The story follows the life of K who tells us the story of Miu and Sumire’s developing relationship. The novel is written from a point of view of a person who’s in love with his best friend, who just happens to be Sumire. A love triangle begins in which all of the sides walk the path of finding their true identity, and as they do so, they trip against love and loneliness, all tangled together. The story starts quickening its pace when K has to rush from Tokyo to the little island where Sumire has suddenly disappeared into thin air when visiting with Miu. In the end, it seems that what he truly searches for isn’t Sumire but the answers to the following questions: “Who am I? What am I searching for? Where am I headed?”

There is one Japanese saying that reminds me of this book because it describes the path to finding the lost pieces of yourself, the path to finding who you are as an individual that sometimes crashes into loneliness. The proverb says you have three faces.
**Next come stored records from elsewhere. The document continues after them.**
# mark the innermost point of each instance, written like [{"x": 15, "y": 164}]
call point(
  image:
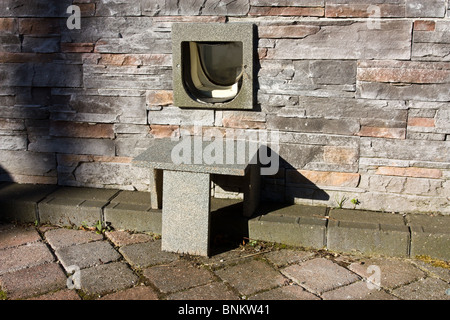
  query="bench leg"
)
[
  {"x": 186, "y": 212},
  {"x": 156, "y": 192},
  {"x": 252, "y": 190}
]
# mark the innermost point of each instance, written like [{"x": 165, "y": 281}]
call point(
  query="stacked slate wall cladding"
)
[{"x": 359, "y": 91}]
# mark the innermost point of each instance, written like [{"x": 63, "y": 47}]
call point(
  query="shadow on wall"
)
[
  {"x": 229, "y": 228},
  {"x": 33, "y": 70}
]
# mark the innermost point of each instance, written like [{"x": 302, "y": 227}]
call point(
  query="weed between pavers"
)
[{"x": 434, "y": 262}]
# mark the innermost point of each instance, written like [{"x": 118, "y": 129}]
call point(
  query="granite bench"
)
[{"x": 182, "y": 173}]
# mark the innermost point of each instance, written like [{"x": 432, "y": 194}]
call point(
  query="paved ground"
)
[{"x": 52, "y": 263}]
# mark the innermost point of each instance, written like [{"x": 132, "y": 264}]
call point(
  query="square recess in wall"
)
[{"x": 213, "y": 65}]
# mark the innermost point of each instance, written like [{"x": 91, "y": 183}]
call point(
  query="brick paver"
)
[
  {"x": 32, "y": 281},
  {"x": 251, "y": 276},
  {"x": 25, "y": 256},
  {"x": 177, "y": 276},
  {"x": 61, "y": 237},
  {"x": 319, "y": 275},
  {"x": 135, "y": 268}
]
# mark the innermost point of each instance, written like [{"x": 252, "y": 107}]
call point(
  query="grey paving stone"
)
[
  {"x": 424, "y": 289},
  {"x": 25, "y": 256},
  {"x": 33, "y": 281},
  {"x": 61, "y": 237},
  {"x": 439, "y": 272},
  {"x": 16, "y": 236},
  {"x": 64, "y": 294},
  {"x": 319, "y": 275},
  {"x": 251, "y": 276},
  {"x": 141, "y": 218},
  {"x": 368, "y": 238},
  {"x": 69, "y": 206},
  {"x": 142, "y": 255},
  {"x": 131, "y": 210},
  {"x": 357, "y": 291},
  {"x": 307, "y": 232},
  {"x": 87, "y": 254},
  {"x": 210, "y": 291},
  {"x": 394, "y": 272},
  {"x": 293, "y": 292},
  {"x": 135, "y": 293},
  {"x": 19, "y": 201},
  {"x": 176, "y": 276},
  {"x": 430, "y": 236},
  {"x": 106, "y": 278},
  {"x": 281, "y": 258}
]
The first face, you show to the world. The second face, you show to your close friends and your family. The third face, you never show to anyone. There are things that are locked inside us and only come out in our subconsciousness.

I don’t think that it’s a coincidence that I just happened to read “Sputnik Sweetheart” half an hour before the new year. I’m going into 2023 with a strong feeling of entering a journey of self-discovery. “I dream of my future […] becoming myself in truth” — it’s a line from a song by Men, which I believe sums up the core of the book perfectly. If you feel detached while reading this novel, just think that that’s exactly what Murakami would have wanted because that way you can put back the pieces of your missing self.